Talk turns to more recent developments. Fosun has been battling for more than a year to take majority control of French holiday chain Club Med, and it recently paid $725m to buy New York’s Chase Manhattan Plaza. But its most important strategic move recently was to spend €1bn buying Caixa Seguros, an insurance group that gives him the funds he needs to buy overseas companies that can capitalise on China’s growing affluence, such as Club Med, without taking on more debt at a time when rating agencies already say Fosun has too much borrowing.

“Owning that insurance company means we own €13bn in insurance assets that we can use for investment,” he says, adding that assets from the Portuguese group funded Fosun’s $100m stake in Alibaba’s recent US listing. But, I say, you can’t just milk the Portuguese company for funds, you also have to sell insurance to Portuguese people (and deal with insurance regulations that are very different from those in China), isn’t that a bit difficult? “It’s not the first time we have invested in an insurance company. We understand insurance,” says Guo. This has the ring of famous last words but his confidence won’t be shaken. Buffett uses insurance to drive investment, and Guo is determined to do that too.

It’s time to finish up but Guo has hardly touched his noodles, and I still want to know: what does a boy who grew up in a peasant family during the Cultural Revolution think about the current state of the soon-to-be biggest economy on earth? Pundits wring their hands over greed, ostentation, and the decline of traditional values. Is Guo worried that China will just collapse under the weight of its own acquisitiveness?

He rebukes me gently. “I hope you can understand that we were poor for a very long time. I hope you can understand our desire for a good life and for money. Let’s not rush to criticise it. That is my opinion”.

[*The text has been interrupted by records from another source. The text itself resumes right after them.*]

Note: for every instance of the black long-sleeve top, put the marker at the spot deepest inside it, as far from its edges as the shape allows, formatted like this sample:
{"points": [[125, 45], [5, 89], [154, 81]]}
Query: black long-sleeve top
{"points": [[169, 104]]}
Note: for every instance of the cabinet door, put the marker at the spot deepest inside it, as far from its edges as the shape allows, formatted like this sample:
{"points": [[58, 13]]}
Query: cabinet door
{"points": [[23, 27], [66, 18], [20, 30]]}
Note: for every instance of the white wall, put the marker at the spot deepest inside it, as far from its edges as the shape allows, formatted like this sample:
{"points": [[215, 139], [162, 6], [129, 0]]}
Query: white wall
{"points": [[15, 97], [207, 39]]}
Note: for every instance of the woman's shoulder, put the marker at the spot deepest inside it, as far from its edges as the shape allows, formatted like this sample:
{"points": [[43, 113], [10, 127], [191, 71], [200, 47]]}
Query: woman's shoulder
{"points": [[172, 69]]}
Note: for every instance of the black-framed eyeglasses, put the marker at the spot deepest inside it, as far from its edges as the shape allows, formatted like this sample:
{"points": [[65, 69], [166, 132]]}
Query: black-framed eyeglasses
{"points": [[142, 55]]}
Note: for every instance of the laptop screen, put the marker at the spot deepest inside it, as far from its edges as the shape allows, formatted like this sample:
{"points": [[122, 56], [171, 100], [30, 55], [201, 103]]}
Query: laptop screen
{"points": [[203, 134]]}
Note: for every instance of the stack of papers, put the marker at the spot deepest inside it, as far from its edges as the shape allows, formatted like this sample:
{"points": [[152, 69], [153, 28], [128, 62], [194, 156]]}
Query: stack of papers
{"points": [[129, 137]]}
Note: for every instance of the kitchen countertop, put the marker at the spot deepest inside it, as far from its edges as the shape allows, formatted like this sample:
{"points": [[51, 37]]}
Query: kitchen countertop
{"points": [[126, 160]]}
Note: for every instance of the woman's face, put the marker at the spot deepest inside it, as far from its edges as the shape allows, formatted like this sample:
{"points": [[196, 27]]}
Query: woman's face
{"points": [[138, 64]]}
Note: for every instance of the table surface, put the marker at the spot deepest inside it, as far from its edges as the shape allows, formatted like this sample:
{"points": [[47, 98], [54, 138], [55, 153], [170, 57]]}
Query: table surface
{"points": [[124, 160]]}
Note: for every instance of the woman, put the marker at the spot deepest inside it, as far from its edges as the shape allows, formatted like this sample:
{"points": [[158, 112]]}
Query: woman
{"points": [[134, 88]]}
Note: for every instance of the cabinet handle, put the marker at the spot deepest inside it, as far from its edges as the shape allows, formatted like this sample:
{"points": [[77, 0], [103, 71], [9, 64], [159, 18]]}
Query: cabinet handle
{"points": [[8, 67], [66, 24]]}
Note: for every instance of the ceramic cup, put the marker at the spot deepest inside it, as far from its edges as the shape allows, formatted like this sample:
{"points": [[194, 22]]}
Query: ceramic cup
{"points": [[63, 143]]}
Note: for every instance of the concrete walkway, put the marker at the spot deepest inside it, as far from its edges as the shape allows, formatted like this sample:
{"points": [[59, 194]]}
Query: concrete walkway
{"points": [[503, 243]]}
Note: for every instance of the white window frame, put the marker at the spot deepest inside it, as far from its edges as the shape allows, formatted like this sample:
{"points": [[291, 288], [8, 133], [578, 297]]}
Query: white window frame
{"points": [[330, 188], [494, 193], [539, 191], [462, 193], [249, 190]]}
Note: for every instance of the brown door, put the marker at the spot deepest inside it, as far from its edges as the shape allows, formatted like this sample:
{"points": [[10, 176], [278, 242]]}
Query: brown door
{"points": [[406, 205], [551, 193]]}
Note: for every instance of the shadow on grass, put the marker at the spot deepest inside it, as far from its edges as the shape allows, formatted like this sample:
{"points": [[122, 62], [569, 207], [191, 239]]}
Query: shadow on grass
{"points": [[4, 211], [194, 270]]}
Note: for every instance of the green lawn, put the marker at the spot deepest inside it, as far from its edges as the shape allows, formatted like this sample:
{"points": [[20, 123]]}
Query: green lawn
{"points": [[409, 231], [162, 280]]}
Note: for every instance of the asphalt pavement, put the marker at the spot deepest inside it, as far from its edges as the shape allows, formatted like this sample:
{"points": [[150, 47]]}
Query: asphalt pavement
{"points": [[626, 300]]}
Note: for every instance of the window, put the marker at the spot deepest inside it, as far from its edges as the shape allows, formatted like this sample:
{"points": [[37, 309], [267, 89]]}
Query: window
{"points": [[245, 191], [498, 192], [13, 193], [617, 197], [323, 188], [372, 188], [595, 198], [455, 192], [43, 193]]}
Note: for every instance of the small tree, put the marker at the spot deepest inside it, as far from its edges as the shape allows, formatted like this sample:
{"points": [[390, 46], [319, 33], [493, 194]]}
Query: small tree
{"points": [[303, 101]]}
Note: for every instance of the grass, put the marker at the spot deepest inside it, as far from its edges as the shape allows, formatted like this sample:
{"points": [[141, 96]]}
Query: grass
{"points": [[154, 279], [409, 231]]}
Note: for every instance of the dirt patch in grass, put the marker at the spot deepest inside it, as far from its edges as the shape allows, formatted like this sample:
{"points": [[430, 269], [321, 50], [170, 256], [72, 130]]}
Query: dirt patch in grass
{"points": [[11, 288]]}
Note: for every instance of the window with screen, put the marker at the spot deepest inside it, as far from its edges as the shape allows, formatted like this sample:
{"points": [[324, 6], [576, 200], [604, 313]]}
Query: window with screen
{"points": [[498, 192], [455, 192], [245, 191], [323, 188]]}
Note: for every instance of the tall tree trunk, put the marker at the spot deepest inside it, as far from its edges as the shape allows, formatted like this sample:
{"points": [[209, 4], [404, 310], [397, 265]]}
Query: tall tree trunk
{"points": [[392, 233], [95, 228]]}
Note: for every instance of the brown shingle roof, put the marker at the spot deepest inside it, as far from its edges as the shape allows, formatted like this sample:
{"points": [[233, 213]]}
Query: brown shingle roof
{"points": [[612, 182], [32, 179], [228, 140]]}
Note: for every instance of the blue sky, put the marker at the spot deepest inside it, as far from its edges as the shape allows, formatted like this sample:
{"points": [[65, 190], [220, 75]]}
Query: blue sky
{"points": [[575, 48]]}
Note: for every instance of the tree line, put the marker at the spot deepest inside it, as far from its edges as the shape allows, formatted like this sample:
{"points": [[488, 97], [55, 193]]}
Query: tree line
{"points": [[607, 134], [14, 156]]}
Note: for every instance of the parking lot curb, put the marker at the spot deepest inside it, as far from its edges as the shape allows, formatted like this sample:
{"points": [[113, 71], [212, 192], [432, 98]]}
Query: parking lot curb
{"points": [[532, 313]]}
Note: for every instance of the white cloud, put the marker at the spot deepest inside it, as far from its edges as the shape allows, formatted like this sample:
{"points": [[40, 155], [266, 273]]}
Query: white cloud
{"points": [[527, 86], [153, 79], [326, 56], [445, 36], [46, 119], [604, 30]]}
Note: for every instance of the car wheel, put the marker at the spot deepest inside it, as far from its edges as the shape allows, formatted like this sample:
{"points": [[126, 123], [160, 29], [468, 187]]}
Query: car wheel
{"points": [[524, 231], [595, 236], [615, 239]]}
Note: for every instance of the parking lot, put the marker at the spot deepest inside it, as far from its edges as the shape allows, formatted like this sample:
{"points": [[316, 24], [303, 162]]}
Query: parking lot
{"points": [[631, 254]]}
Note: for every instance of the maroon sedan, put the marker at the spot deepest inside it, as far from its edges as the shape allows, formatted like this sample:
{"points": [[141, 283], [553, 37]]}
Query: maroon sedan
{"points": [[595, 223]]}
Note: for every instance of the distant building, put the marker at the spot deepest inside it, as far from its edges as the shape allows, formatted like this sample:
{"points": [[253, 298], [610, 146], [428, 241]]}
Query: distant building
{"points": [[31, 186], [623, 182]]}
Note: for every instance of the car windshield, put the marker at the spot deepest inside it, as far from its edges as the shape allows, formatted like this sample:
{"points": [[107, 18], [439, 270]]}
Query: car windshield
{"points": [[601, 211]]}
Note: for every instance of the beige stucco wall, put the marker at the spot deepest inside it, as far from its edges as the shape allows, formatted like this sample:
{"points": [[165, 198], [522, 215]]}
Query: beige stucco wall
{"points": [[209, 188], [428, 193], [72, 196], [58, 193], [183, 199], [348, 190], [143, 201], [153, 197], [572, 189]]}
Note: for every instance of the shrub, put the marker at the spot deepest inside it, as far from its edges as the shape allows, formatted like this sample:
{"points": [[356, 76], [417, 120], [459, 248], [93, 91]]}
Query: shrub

He adds: “I believe Chinese culture, including Confucianism, Buddhism and Daoism, is very balanced. It will lead people back to what they really need in their hearts. When people are rich enough, what they hope for will be different. At the beginning, a man wants to be rich, he wants to show off his wealth, it’s normal. But, gradually, he finds it’s quite boring. He will gradually find that inner spiritual balance is more important so he will turn to that.”

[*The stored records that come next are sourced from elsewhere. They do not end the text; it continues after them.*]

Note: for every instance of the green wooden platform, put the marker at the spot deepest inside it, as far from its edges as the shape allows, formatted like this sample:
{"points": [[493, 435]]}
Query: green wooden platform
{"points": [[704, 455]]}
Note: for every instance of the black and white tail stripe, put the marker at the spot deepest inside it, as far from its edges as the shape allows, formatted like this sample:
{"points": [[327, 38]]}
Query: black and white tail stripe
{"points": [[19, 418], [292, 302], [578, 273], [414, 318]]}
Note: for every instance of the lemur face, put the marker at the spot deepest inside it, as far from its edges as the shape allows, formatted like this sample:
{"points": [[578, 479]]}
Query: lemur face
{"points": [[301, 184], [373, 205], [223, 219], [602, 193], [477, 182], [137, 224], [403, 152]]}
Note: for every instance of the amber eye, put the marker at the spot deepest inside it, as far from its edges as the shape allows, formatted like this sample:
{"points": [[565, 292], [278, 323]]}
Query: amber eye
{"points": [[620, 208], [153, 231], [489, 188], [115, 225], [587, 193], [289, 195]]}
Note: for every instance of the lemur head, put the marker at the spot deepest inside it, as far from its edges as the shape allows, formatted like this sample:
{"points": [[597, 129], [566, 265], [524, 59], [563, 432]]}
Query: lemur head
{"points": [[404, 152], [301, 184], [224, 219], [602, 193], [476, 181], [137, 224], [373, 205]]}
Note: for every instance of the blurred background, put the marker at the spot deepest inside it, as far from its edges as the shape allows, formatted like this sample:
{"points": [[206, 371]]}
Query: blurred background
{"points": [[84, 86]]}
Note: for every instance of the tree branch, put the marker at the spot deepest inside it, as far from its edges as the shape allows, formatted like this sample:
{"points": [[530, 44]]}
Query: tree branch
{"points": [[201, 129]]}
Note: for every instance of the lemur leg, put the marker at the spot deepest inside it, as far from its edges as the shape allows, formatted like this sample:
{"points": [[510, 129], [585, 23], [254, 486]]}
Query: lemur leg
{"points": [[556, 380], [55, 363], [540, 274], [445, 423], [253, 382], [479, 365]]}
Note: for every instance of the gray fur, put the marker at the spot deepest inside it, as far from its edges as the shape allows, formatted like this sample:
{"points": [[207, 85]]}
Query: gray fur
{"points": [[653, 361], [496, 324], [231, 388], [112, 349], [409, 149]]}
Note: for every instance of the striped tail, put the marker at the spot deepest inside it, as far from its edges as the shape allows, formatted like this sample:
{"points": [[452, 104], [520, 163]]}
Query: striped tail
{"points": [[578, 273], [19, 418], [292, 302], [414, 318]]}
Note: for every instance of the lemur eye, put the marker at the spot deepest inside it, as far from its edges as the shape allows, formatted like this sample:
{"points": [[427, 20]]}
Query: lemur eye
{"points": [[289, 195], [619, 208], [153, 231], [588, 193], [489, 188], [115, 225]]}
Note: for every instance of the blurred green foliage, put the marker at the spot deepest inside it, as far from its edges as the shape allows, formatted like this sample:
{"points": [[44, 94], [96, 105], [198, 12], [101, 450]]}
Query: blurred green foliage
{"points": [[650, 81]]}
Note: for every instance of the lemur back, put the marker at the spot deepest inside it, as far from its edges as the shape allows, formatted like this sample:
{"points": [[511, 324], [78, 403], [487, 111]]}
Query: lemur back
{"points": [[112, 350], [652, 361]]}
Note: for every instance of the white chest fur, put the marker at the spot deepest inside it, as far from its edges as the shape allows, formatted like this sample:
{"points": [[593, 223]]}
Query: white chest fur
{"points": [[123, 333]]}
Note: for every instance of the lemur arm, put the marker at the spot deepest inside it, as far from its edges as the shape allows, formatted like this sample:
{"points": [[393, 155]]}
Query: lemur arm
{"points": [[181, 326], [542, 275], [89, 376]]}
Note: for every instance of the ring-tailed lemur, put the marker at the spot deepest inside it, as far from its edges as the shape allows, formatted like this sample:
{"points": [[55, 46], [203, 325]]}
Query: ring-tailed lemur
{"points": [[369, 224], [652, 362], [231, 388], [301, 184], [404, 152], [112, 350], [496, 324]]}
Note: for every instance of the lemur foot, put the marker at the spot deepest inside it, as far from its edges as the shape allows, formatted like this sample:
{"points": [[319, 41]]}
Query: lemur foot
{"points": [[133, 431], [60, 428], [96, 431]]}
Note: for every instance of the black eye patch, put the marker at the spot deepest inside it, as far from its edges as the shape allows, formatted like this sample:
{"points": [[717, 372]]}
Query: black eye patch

With that, the philosopher entrepreneur heads out, possibly to buy another famous name near you.

——————————————-

Rise of a business empire

1992 Guo founds Guangxin Technology Development Company, a market research group, with classmates from Fudan University, using Rmb38,000 as the company’s founding capital. Guangxin subsequently takes a founding stake in Fosun Group.

1994 Expands investments to property and pharmaceuticals.

2004 Fosun International founded in Hong Kong, listed on main board of Hong Kong stock exchange in 2007.

2010 Acquires 7.1 per cent of Club Med, the first time a quoted Chinese group has taken a direct holding in a listed French company.

2012 Sets up joint venture Pramerica Fosun Life Insurance with Prudential Financial. Also invests in Minsheng Bank, China’s largest privately owned lender.

2014 Wins bidding war for an 80 per cent stake in Portugal’s largest insurance group, Caixa Seguros, for €1bn. Other investments include Malaysian restaurant chain Secret Recipe, and US film production venture Studio 8. Raises bid for Club Med.